Die letzten 500 Meter sind dann noch einmal fast dramatisch Augenzwinkern  : nachdem ich nach einem kurzen Foto-Stop (Radfahrer und Schafe nebeneinander, ein tolles Motiv Augenzwinkern  ) wieder zur kleiner gewordenen Gruppe aufgeschlossen hatte, fährt Beat vorn heraus. Ich schließe zu ihm auf, was mir gar nicht so leicht fällt, die Gruppe fällt noch einmal auseinander. Plötzlich schießt 50 Meter vor dem Pass Kurt vorbei und ruft: „Na los, Holger!“ Puh, noch einmal aus dem Sattel, die Oberschenkel brennen, einen Gang hochschalten, und ich komme tatsächlich noch vorbei.

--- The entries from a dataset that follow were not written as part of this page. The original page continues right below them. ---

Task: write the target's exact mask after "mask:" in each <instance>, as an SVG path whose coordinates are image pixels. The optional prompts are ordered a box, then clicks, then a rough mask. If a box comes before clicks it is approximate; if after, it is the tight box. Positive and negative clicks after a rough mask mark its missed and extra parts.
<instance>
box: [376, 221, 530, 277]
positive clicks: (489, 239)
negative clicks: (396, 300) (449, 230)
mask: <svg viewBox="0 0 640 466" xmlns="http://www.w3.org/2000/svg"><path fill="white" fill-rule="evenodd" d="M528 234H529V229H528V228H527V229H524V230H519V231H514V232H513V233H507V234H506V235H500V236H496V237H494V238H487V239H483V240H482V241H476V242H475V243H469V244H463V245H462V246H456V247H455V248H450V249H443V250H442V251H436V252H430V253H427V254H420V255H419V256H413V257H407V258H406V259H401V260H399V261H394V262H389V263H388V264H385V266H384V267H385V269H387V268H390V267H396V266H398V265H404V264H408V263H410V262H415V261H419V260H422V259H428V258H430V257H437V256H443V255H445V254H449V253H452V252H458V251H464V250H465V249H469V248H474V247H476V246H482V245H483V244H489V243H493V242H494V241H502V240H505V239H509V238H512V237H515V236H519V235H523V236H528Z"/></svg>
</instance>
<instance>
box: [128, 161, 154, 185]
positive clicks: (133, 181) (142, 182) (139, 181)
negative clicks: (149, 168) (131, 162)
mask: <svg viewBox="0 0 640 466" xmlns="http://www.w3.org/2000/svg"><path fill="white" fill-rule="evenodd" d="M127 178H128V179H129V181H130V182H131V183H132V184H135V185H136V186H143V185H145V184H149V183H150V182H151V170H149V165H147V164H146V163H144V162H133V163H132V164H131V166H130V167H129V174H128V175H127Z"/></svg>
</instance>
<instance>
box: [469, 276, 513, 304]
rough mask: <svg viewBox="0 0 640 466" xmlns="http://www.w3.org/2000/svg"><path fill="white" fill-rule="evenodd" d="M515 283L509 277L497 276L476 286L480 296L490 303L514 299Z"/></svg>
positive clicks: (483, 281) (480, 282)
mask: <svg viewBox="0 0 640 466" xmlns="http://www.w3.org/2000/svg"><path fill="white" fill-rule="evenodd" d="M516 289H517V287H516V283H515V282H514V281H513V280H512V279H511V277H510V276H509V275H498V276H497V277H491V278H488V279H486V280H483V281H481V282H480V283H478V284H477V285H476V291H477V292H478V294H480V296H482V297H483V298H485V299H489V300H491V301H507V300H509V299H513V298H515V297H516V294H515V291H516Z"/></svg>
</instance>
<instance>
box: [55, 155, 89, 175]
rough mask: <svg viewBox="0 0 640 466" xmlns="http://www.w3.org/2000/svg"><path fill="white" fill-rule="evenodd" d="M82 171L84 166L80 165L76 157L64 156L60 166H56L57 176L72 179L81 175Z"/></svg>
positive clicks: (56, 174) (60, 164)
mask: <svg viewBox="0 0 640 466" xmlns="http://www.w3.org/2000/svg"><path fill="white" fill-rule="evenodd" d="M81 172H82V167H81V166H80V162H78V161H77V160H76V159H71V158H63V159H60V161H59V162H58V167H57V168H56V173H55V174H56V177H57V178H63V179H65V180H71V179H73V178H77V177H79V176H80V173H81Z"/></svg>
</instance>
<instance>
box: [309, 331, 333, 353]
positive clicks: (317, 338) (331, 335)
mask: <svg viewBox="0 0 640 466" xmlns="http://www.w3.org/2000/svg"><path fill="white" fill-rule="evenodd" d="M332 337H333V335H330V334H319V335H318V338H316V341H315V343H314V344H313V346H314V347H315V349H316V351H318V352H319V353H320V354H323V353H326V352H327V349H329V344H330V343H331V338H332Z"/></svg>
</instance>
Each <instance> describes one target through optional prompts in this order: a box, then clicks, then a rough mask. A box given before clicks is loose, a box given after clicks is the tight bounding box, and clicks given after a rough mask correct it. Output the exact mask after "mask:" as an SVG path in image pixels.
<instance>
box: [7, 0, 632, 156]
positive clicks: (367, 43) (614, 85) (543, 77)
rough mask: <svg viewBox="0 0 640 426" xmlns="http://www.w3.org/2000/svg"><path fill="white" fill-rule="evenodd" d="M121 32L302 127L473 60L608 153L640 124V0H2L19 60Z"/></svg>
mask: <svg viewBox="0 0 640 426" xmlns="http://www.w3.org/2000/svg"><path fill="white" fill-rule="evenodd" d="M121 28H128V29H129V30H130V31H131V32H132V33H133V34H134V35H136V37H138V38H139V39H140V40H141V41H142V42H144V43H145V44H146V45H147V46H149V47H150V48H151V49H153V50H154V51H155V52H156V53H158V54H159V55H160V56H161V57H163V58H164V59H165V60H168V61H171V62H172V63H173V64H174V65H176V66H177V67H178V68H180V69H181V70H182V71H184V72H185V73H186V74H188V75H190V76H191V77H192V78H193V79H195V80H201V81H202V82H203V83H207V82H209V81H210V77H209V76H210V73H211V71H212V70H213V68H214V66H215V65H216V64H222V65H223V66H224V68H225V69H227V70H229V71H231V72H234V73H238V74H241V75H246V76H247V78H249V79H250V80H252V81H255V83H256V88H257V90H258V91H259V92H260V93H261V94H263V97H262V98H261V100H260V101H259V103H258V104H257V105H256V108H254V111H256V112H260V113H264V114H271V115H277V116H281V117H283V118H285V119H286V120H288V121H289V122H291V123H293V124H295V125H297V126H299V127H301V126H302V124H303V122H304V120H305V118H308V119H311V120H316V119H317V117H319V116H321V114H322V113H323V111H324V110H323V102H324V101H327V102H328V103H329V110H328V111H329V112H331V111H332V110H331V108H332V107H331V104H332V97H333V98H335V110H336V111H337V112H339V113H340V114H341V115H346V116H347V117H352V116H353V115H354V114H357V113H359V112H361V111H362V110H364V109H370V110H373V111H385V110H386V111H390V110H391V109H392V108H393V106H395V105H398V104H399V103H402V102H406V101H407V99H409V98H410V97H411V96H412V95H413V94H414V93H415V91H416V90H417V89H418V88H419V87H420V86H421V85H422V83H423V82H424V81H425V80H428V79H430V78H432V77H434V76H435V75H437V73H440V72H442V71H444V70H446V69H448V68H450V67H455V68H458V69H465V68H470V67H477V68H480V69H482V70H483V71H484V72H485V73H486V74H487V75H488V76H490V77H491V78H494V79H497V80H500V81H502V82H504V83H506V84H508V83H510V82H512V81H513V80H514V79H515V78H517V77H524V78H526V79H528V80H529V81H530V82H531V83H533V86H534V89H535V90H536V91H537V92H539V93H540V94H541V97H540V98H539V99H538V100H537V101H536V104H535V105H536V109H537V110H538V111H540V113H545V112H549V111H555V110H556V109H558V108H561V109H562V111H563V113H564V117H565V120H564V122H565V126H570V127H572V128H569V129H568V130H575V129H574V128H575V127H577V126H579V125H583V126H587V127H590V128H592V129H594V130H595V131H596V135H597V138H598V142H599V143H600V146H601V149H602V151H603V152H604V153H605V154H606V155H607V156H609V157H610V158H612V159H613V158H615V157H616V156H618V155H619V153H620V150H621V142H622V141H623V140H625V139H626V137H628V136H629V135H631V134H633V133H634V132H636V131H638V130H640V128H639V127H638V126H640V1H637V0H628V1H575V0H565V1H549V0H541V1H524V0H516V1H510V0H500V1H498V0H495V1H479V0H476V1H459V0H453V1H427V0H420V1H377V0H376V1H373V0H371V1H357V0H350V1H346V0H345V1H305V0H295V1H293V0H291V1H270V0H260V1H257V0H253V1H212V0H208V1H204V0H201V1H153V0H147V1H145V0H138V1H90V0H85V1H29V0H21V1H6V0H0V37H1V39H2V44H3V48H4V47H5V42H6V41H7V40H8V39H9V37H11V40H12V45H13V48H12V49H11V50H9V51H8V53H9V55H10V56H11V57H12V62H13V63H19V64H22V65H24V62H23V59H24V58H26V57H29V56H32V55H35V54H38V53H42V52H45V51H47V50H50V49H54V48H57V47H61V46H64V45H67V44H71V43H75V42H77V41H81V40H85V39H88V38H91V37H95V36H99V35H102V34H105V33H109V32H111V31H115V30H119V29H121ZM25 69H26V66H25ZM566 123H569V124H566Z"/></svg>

Jetzt schlägt der Puls aber ordentlich aus! Spaß hat es natürlich trotzdem gemacht Augenzwinkern  .

 

Vom Aubisque geht es die letzten 12 Kilometer nach Eaux-Bonnes nur bergab. Das erste Stück der Abfahrt absolvieren wir bei 50 Meter Sicht, kurze Zeit später taucht im Nebel Gourette auf – Wahnsinn! Auch begegnen wir wieder einer großen Herde Schafe, die es sich wirklich mitten auf der Strasse gemütlich gemacht hat. Als Radfahrer können wir uns gekonnt zwischen den Tierchen vorbeisteuern, die Autos müssen warten Augenzwinkern  .

 

Nach 128 Kilometern und 3.000 Höhenmetern treffen wir schließlich in unserem Hotel in Eaux-Bonnes ein. Es war ein harter Tagesabschnitt, durchaus gleichzusetzen mit der Etappe vom Vortag. Am Abend bin ich so müde wie an keinem anderen Tag bisher, entsprechend schnell falle ich alsbald in einen tiefen Schlaf.